Terapia farmacologica per la DLB
La terapia farmacologica è molto complessa ed è fortemente orientata ai sintomi. L’evidenza più chiara è quella dell’uso degli inibitori dell’acetilcolinesterasi, con prove di miglioramento della cognizione e del livello di funzionalità nella vita quotidiana, nonché di ritardo nella progressione della malattia. Anche i sintomi neuropsichiatrici, come allucinazioni visive, deliri o apatia, possono migliorare con gli inibitori dell’acetilcolinesterasi. Le sostanze antidopaminergiche devono essere evitate. Nel trattamento dei disturbi del movimento, va notato che la L-dopa tende ad avere un effetto peggiore rispetto alla malattia di Parkinson e può portare a un peggioramento dei sintomi neuropsichiatrici. Pertanto, il principio “partire basso, andare piano” è particolarmente consigliato in questo caso. A causa della complessa terapia farmacologica e dei possibili sintomi a più livelli, è altamente raccomandata una gestione terapeutica ravvicinata con il coinvolgimento di parenti o altri aiutanti [9].
Letteratura:
- Dubois B, et al: Criteri diagnostici di avanzamento della ricerca per la malattia di Alzheimer: i criteri IWG-2. The Lancet Neurology 2014; 13(6): 614-629.
- Albert MS, et al: La diagnosi di decadimento cognitivo lieve dovuto alla malattia di Alzheimer: raccomandazioni dei gruppi di lavoro del National Institute on Aging-Alzheimer’s Association sulle linee guida diagnostiche per la malattia di Alzheimer. Alzheimer & demenza: la rivista dell’Associazione Alzheimer 2011; 7(3): 270-279.
- Maier W, Barnikol UB: [Disturbi neurocognitivi nel DSM-5: cambiamenti pervasivi nella diagnostica della demenza]. Il Neurologo 2014 maggio; 85(5): 564-570.

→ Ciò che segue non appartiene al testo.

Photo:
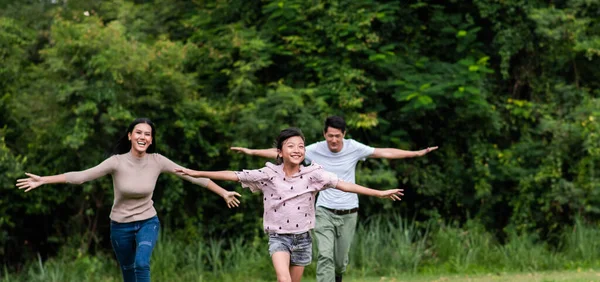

- Frisoni GB, et al: Biomarcatori per la diagnosi della malattia di Alzheimer nella pratica clinica: una roadmap intersocietaria italiana. Neurobiologia dell’invecchiamento 2017; 52: 119-131.
- Gietl AF, Innocenza PG: [Screening and prevention of cognitive disorder in the elderly]. Revue medicale suisse 2015; 11(491): 1944-1948.
- Kressig RW: [Demenza di tipo Alzheimer: terapia non farmacologica e farmacologica]. Ther Umsch 2015; 72(4): 233-238.
- Sevigny J, et al: L’anticorpo aducanumab riduce le placche di Abeta nella malattia di Alzheimer. Natura 2016; 537(7618): 50-56.
- Aisen P, et al: EU/US/CTAD Task Force: Lessons Learned from Recent and Current Alzheimer’s Prevention Trials. J Prev Alzheimers Dis 2017; 4(2): 116-124.
- McKeith IG, et al: Diagnosi e gestione della demenza con corpi di Lewy: Quarto rapporto di consenso del Consorzio DLB. Neurologia 2017; 89(1): 88-100.